We often note how it takes a few days into a holiday to actually wind down once we’ve washed the worries of work away and stepped out of our modus operandi. Do you feel the same way?
To segue into this summer headspace and help you out of work mode, we’re sharing a series of summer musings - titbits to inspire or entertain on those delightfully lazy afternoons.
We thought it was appropriate to start our summer musings with something wholesome before we decline into a perpetual state of gingerbread-induced food coma. Where better to look than Neighbourhood and Community, some of our favourite cookbooks, each filled with beautiful plant-based salad recipes inspired by Australia and abroad by author, Hetty McKinnon.
Hetty, who has just published her third cookbook Family, kindly allowed us to repost this recipe that makes the most of the juicy stone fruit in currently season. Enjoy!
‘With the Summer winding down, the produce seems to be at its peak at the greenmarkets. The tomatoes are insane, bursting with flavour. We are consuming corn obsessively and peaches are still plentiful and flavourful!
...teamed with creamy mozzarella, basil and finished with a drizzle of honey, this salad is best well seasoned with sea salt and a good grind of black pepper. I like the tartness of yellow peaches, but you could also use white flesh versions. Another great substitute would be melon – rockmelon (cantaloupe) and honeydew are both lovely with mozz and basil.’
Grilled peach salad with mozzarella, basil and honey
This is a perfect light Summer dish, when peaches are at their most abundant. Choose peaches that are on the firm side as they will soften up and sweeten with cooking.

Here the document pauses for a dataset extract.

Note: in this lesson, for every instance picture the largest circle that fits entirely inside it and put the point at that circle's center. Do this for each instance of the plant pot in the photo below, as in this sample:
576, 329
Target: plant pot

Serves 2-4, as a light dish
4-5 medium yellow peach
400g mozzarella cheese
10-15 basil leaves
extra virgin olive oil
1-2 tbsp honey
sea salt and black pepper
Cut each peach in half, remove the seed, and then slice each half into 4 thick slices. Place the peach segments in a large bowl and drizzle over some olive oil.
Heat a barbecue or griddle pan on high heat. Once searing hot, grill the peach slices just a minute or so on each cut side until there are char marks and flesh is starting to soften – don’t cook for too long, as you don’t want mushy peaches. You still want the flesh to retain some firmness.
Arrange the peach slices on a large platter. Tear up the mozzarella and toss in with the peaches. Tear up the basil leaves, and scatter over the peaches and mozzarella. To serve, drizzle generously with olive oil, season with sea salt and black pepper and trickle over the honey.